Published: Thursday, May 2, 2013 1:15 a.m. CST

On April 8 or 9, on public television, NOVA had a 1-hour documentary about two little girls, Siamese twins, born in Bangladesh, conjoined at the top of their heads. They were abandoned at birth and eventually adopted by an Australian woman.

A team of specialists and neurosurgeons became involved in assessing the possibility of separating the girls, determining the chances of their survival. The optimum time for the operation would be at 3 years of age and no later.

So, the team of doctors, around seven or eight in number, invested 3 years of their lives caring for these twins and planning their strategies. There had to be enormous expense involved.

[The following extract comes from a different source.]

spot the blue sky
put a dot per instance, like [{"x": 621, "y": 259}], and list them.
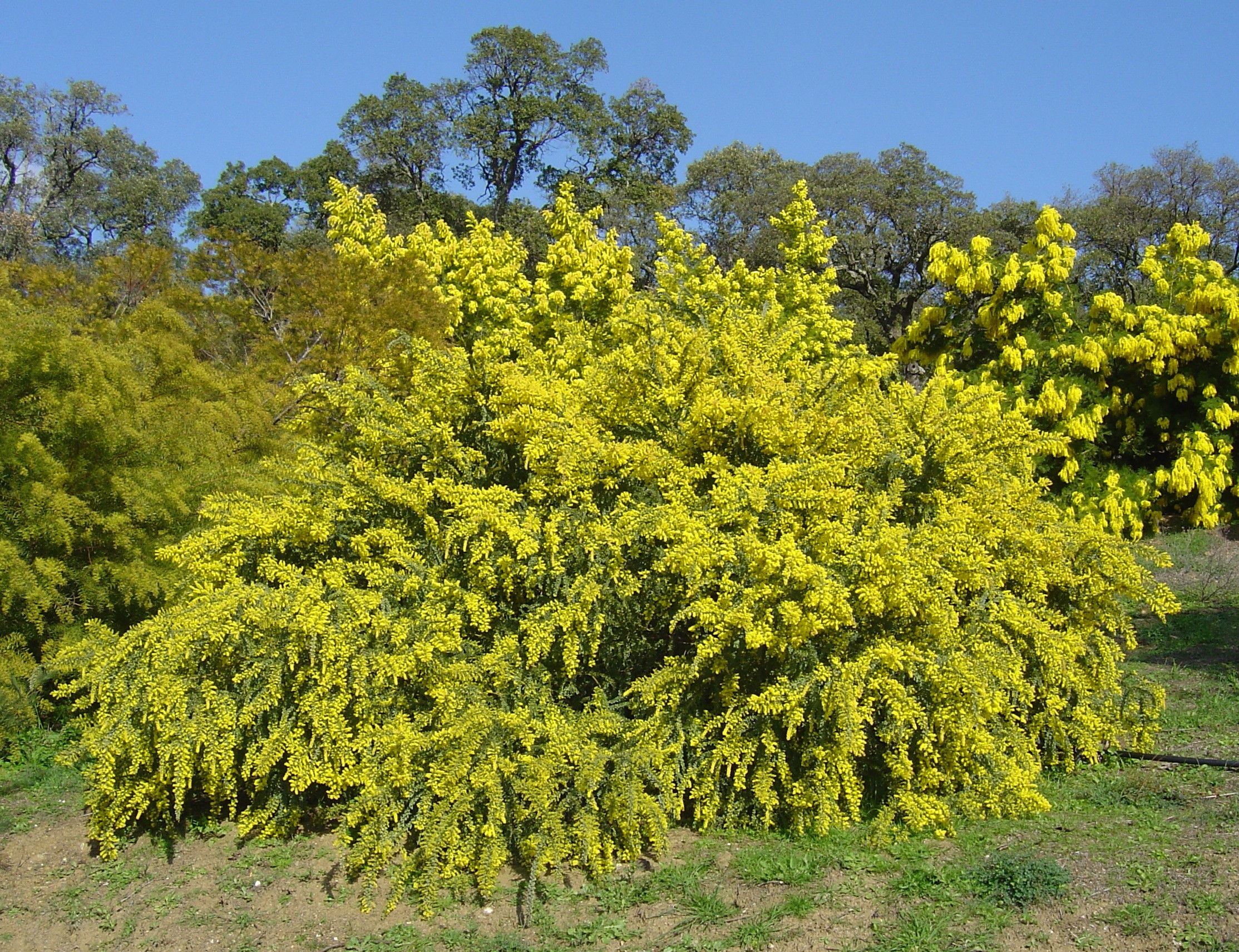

They were also fully invested emotionally and physically.

The operations were a complete success, and a year later, the little girls were blossoming into beautiful and happy children. To see the tears of joy on the faces of the doctors and the adoptive mother was something I’ll never forget.

I have a comment and a question. There can be a debate about abortions as a result of incest or rape. My question is this: When and why did Americans, collectively, put their consciences through a shredder and decide that the lives of fetuses could be deemed an inconvenience and end those lives in a truly horrific way? That is my question. What happened to us that so warped our senses?

Maybe we need to change the last line of our Pledge of Allegiance. It could then read, “one nation, under God, indivisible, with liberty and justice for all … that is, for all who are outside the womb.”